“Bir fincan kahvenin kırk yıl hatırı vardır..”
Bu, atasözü haline gelmiş, kim tarafından, ne zaman, niçin, kime söylendiği bilinmeyen sözcükler zinciri artık kabul görmeyen bir öğüt haline gelmiştir.
Kahvenin geçmişi, Osmanlı’dan beri bir rivayete göre Yavuz Sultan Selim, bir rivaye göre Kanuni dönemine dayanmaktadır.
Kahve yaygınlaştıktan sonra, bugün bile adını koruyan kahvehaneler açılmaya başlamış.
Söylentiye göre, insanlarımızın kahvede oturup çene çalacağım diye, namaz vakitlerine aldırmamaları, namazı ihmal etmeleri nedeniyle, kahvelerin bir süre kapatıldığı bilinmektedir.
Kahve 500 yıldır Osmanlı ve Türk coğrafyasında varlığını sürdürmektedir.
Çay, Cumhuriyetle birlikte yaygın hale gelmiştir.
Bir misafire, ağırlığına göre çay ve kahve ikram edildiği malumdur.
Ağırbaşlı bir misafirse kahve ikram edilir. Uluorta bir misafire çay ikram edilir.
İçimize kahve öylesine işlemiştir ki, evliliğin ilk adımı olan, kız istemede ailelerin karşılıklı kahve içmeleri, evlilik birliğinin ilk adımının atıldığı ve olumlu yönde geliştiğine işarettir.
Bu yıllarda bu gelenekler elan daha devam ettirilmektedir.
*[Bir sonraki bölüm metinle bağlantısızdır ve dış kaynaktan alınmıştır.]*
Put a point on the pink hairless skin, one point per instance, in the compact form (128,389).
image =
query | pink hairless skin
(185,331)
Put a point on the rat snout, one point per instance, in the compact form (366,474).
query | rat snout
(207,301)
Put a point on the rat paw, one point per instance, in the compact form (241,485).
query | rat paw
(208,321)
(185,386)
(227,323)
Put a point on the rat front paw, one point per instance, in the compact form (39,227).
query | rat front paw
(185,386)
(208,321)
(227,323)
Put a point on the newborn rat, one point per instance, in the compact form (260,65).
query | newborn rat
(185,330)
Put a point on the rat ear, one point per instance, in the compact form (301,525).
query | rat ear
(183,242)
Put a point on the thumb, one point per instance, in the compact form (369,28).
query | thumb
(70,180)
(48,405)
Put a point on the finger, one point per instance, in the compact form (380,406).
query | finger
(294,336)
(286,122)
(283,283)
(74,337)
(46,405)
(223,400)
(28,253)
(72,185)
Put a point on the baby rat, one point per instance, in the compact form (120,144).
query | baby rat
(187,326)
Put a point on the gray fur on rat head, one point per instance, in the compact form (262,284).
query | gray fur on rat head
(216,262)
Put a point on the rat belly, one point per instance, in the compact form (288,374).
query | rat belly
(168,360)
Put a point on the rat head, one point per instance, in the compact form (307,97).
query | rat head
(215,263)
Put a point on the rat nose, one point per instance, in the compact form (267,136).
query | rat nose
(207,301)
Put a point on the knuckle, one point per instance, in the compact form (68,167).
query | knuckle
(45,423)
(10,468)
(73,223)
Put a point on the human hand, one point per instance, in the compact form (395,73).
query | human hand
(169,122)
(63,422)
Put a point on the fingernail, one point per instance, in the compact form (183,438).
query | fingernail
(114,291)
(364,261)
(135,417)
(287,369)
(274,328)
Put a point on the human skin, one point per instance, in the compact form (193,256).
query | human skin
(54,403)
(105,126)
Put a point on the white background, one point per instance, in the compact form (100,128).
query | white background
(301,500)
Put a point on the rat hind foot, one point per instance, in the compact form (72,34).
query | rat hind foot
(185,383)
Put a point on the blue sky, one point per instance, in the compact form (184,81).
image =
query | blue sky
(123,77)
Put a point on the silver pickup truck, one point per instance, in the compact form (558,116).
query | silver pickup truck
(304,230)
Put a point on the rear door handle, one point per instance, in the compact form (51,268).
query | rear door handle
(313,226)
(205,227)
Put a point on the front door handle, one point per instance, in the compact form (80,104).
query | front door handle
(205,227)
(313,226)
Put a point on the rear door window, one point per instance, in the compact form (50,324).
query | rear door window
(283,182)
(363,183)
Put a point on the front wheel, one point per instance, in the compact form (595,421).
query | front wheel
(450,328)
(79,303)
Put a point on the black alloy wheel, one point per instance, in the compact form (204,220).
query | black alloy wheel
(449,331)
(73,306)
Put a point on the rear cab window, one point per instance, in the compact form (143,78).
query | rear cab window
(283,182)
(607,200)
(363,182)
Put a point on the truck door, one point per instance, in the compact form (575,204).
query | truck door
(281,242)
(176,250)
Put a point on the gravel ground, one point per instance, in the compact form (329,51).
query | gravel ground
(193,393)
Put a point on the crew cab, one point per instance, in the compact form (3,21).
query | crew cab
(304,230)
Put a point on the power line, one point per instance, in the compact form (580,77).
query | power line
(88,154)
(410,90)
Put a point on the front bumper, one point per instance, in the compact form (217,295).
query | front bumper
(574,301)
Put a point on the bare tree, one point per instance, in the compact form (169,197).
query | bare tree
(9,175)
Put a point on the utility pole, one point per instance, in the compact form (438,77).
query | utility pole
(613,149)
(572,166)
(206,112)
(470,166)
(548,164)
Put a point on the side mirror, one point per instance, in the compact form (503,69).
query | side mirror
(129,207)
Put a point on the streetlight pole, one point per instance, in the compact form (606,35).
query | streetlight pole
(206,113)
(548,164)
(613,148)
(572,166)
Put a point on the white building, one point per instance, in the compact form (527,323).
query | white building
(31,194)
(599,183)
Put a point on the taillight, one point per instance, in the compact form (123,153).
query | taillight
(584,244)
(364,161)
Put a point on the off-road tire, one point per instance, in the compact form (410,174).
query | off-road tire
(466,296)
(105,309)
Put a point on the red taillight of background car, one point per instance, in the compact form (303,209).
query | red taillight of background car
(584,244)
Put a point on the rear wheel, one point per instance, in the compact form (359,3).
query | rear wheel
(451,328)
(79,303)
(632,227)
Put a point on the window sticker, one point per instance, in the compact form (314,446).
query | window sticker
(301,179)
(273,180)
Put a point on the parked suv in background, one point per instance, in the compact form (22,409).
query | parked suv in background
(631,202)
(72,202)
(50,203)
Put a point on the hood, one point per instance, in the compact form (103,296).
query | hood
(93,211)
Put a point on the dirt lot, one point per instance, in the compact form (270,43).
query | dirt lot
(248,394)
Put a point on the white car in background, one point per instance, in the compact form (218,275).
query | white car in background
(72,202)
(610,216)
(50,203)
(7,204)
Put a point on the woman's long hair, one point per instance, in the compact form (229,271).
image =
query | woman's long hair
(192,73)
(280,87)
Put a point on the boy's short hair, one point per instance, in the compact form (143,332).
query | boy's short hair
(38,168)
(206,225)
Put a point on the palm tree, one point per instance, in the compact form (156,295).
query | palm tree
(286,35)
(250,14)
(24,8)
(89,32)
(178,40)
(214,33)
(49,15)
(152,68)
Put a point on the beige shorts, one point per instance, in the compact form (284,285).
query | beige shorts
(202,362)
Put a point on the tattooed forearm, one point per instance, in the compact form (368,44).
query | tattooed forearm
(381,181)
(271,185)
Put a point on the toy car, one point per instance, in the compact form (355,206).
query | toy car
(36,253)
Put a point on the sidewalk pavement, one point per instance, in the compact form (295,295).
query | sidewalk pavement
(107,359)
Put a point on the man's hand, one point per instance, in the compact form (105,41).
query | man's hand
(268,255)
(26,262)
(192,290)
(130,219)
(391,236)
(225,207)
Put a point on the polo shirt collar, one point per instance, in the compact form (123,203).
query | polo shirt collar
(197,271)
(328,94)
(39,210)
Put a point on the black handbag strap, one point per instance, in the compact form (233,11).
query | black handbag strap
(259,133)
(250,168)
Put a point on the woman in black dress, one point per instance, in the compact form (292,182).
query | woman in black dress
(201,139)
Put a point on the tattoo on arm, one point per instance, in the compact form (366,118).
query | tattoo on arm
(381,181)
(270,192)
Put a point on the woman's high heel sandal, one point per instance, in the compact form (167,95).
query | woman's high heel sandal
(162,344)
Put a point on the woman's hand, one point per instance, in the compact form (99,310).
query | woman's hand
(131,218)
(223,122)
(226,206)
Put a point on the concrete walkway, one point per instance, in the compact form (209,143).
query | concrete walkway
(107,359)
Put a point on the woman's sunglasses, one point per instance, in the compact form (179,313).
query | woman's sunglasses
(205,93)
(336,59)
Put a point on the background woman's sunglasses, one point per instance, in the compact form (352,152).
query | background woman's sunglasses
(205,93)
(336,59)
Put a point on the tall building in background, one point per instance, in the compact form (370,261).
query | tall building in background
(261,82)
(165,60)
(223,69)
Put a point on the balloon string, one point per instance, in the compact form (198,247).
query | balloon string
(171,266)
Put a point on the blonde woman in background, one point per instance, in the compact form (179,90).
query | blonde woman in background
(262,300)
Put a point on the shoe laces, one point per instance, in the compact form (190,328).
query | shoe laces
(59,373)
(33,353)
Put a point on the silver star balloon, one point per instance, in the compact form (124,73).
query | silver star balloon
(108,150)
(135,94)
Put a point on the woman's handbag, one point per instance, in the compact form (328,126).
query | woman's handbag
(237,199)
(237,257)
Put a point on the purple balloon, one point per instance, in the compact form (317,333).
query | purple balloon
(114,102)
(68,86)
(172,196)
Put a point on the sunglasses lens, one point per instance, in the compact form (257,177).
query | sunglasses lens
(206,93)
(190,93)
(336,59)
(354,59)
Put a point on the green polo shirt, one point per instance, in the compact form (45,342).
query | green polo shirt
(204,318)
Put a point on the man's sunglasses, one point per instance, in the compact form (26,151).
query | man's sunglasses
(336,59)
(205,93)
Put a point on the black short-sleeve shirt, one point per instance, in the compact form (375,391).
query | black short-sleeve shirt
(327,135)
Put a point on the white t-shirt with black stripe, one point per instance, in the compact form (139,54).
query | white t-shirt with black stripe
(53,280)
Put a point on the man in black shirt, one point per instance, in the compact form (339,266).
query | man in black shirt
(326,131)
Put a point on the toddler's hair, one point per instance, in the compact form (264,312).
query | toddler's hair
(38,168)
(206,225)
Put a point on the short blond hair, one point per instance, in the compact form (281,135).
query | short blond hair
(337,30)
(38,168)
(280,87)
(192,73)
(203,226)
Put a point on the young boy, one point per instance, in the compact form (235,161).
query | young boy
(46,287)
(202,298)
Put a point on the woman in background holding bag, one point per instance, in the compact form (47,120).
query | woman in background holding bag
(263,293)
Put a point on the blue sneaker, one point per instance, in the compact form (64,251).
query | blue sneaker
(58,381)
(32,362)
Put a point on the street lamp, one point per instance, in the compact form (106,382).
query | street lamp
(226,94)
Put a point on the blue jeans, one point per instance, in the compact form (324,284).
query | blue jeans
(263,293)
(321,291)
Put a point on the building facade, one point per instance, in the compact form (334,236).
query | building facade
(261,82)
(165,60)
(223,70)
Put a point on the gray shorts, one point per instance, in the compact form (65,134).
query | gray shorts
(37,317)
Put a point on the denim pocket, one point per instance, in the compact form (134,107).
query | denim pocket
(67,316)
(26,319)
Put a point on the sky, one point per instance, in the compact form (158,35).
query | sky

Şunu hemen belirtmekte fayda var. Artık bir fincan acı kahvenin kırk yıl hatırı falan kalmamıştır.
Kırk yılı bırakın, kırk dakika bile hatırı kalmadı.
İnsanlarımız son yıllarda hatır, hürmet dediğimiz minnet duygularını neredeyse hayatından sildiler.
Bunun en çarpıcı örneği: Komşuluk ilişkileridir.
Dinimizde öylesine güçlü bir yeri vardır ki, Peygamberimiz komşuluğu ve komşuluk haklarını anlatırken inananlar, “Neredeyse, komşuyu komşuya mirasçı kılacaktı sandık” demiştir.
Komşular arası ilişkiler sadece yeme ve içme işlemiyle değil, karşılıklı dayanışma ve dostlukla geliştirilirdi.
Şimdilerde öyle bir alışkanlık kalmadı.
Batıdan fırtına gibi gelen kültürler, 1000 yıllık kültürümüzün üstüne kabus gibi çöktü ve yok etmeye çalışıyor.
Türk milleti, dünya kültürüne, uzun süre yön vermiş bir milletti.
Zayıfladık ve batı kültürünün altında ezilir olduk.
Bugün batıdan alınan çeşitleri çok sayıda olan kahveler, bize neredeyse Türk kahvesini unutturur hale geldi.
Markete girdim kahve istedim. Tezgahtar, “Ne tür bir kahve?” diye sordu.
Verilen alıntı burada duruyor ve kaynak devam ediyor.